A thermodynamic approach to Approximate Bayesian Computation with multiple summary statistics

TL;DR

This paper introduces a thermodynamic-inspired variant of ABC algorithms that optimizes the use of multiple summary statistics, improving inference efficiency and accuracy.

Contribution

It develops a novel annealing schedule based on non-equilibrium thermodynamics and minimal-entropy-production principles for ABC with multiple summary statistics.

Findings

The method is highly competitive with state-of-the-art ABC algorithms.

It effectively handles high-dimensional summary statistics.

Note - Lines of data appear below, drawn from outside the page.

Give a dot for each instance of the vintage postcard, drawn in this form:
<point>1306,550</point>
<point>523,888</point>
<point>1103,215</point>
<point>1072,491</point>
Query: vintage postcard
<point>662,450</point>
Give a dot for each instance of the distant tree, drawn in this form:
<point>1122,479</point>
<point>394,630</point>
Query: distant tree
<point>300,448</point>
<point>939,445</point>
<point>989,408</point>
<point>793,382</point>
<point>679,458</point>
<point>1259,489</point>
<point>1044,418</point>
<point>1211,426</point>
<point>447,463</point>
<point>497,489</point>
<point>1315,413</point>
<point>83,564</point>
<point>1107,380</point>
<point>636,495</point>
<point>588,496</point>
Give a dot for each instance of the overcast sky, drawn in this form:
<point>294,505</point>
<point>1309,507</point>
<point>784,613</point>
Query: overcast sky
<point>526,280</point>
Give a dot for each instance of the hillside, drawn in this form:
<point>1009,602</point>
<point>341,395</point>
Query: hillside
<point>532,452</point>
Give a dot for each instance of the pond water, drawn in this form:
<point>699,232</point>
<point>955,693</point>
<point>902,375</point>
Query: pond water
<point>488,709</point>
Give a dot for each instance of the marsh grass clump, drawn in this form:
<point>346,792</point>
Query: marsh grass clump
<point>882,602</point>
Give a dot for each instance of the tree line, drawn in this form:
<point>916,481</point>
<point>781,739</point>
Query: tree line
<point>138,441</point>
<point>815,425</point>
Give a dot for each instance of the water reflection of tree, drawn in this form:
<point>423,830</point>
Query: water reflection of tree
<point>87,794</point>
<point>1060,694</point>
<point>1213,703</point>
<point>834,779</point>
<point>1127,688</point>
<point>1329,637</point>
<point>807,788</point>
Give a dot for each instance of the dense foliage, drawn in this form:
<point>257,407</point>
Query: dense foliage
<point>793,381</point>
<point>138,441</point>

Validated on benchmark and real-world inference problems.

Abstract

Bayesian inference with stochastic models is often difficult because their likelihood functions involve high-dimensional integrals. Approximate Bayesian Computation (ABC) avoids evaluating the likelihood function and instead infers model parameters by comparing model simulations with observations using a few carefully chosen summary statistics and a tolerance that can be decreased over time. Here, we present a new variant of simulated-annealing ABC algorithms, drawing intuition from non-equilibrium thermodynamics. We associate each summary statistic with a state variable (energy) quantifying its distance from the observed value, as well as a temperature that controls the extent to which the statistic contributes to the posterior. We derive an optimal annealing schedule on a Riemannian manifold of state variables based on a minimal-entropy-production principle. We validate our approach on standard benchmark tasks from the simulation-based inference literature as well as on challenging real-world inference problems, and show that it is highly competitive with the state of the art.